My introduction to osteoporosis came almost twenty years ago when a friend fell off his bike and (yes, he was wearing a helmet) his skull shattered, launching a brush with death and a week in the ICU. He was 46 years old, and had taken steroids all his life to control asthma. No one told him that steroids leach calcium from the bones. After precision medical care and an extraordinary act of will, he recovered fully.
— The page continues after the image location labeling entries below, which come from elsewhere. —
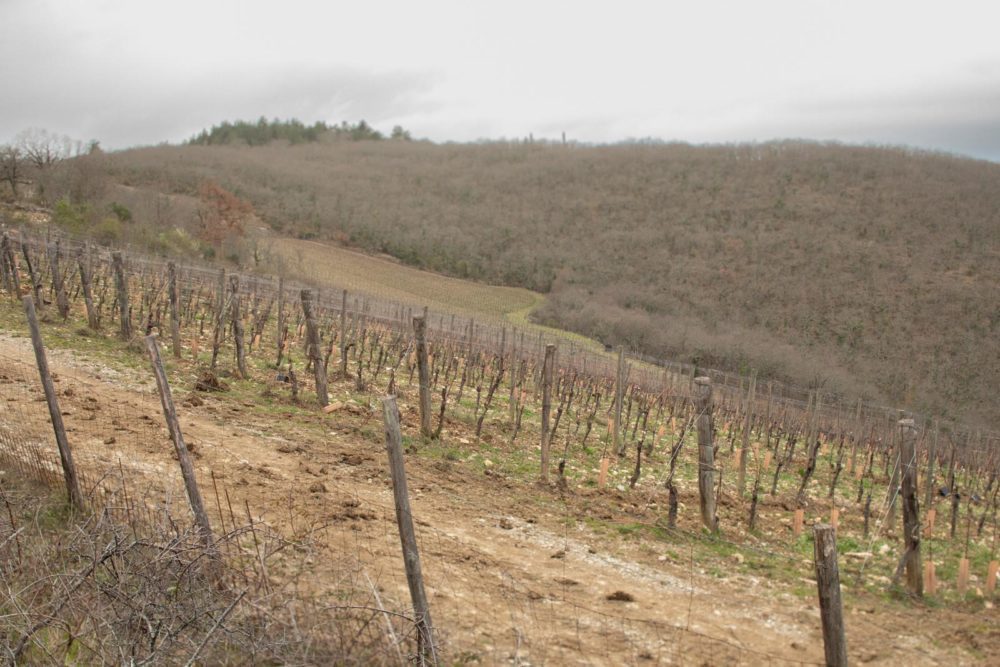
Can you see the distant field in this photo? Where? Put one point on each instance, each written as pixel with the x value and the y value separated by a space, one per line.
pixel 327 264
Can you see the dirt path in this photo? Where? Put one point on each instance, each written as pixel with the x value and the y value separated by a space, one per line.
pixel 513 574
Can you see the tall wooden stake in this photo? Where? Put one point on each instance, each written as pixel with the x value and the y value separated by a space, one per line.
pixel 423 376
pixel 121 284
pixel 407 536
pixel 175 318
pixel 619 391
pixel 343 335
pixel 547 372
pixel 911 510
pixel 830 606
pixel 237 317
pixel 706 452
pixel 741 475
pixel 93 321
pixel 313 349
pixel 65 455
pixel 183 456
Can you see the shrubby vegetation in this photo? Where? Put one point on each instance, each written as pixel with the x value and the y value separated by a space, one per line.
pixel 866 270
pixel 292 131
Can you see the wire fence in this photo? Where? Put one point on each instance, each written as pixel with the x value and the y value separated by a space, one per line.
pixel 331 506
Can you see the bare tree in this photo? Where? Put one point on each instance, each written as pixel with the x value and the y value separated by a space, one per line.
pixel 12 166
pixel 43 148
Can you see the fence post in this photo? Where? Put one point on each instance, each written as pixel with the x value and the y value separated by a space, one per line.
pixel 175 324
pixel 617 420
pixel 706 452
pixel 343 335
pixel 741 476
pixel 65 455
pixel 218 334
pixel 911 510
pixel 312 347
pixel 407 537
pixel 88 294
pixel 121 284
pixel 58 284
pixel 281 336
pixel 237 317
pixel 830 606
pixel 547 370
pixel 183 457
pixel 931 461
pixel 423 374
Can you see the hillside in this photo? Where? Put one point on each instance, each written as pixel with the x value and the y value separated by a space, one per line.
pixel 867 271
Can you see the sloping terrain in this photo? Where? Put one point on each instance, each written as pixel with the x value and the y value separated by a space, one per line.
pixel 515 572
pixel 869 271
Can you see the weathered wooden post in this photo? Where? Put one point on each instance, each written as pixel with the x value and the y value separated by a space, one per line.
pixel 619 390
pixel 237 317
pixel 183 456
pixel 911 510
pixel 175 318
pixel 547 372
pixel 5 267
pixel 343 336
pixel 65 455
pixel 931 460
pixel 741 476
pixel 706 452
pixel 93 321
pixel 10 261
pixel 313 349
pixel 121 284
pixel 58 284
pixel 281 335
pixel 830 606
pixel 407 536
pixel 219 333
pixel 34 275
pixel 423 375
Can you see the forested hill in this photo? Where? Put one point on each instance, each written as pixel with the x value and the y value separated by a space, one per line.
pixel 867 270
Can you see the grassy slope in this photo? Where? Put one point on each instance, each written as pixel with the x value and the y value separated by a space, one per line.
pixel 868 270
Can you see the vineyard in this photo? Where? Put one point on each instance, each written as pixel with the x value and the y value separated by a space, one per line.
pixel 571 506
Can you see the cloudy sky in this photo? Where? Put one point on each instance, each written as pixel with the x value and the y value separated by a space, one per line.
pixel 129 72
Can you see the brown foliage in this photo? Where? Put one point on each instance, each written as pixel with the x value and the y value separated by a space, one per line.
pixel 868 270
pixel 221 214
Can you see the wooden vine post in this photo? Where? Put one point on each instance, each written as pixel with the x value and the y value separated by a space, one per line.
pixel 741 475
pixel 121 284
pixel 238 334
pixel 175 318
pixel 619 390
pixel 706 452
pixel 220 317
pixel 93 321
pixel 281 334
pixel 831 608
pixel 58 284
pixel 911 510
pixel 65 455
pixel 547 373
pixel 407 536
pixel 183 456
pixel 931 460
pixel 423 375
pixel 343 339
pixel 9 260
pixel 313 348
He had never been tested for osteoporosis, but after the accident his doctors prescribed Fosamax (=alendronate, similar to Actonel, Boniva), which was standard treatment at the time. Fosamax increases mineral bone density (MBD), the calcium content of bones, which had been the standard diagnostic for osteoporosis. For the first few years, Fosamax seems to improve bone strength. But recently, it has been discovered that the chronic effect of low bone turnover is actually to weaken the bone, even as the MBD remains higher. Fosamax can increase the risk of hip fracture in patients who take the drug long-term. Fosamax is a risk factor for esophageal cancer, but reduces risk of breast cancer. Other Fosamax side effects include heart arhythmia which could be merely uncomfortable or could lead to congestive heart failure, and a rare degeneration of the jaw. In some patients, side effects include nausea, vomiting, diarrhea, and stomach cramps. In recent years, Merck has defended several thousand individual lawsuits over fractures suffered by people taking Fosamax. (There is as yet no class action.)
Fosamax and other bisphosphonates drugs seem to be on their way to being replaced, and for several good reasons. But then came an intriguing 2011 study suggesting that Fosamax could be a life extension drug. More on this below.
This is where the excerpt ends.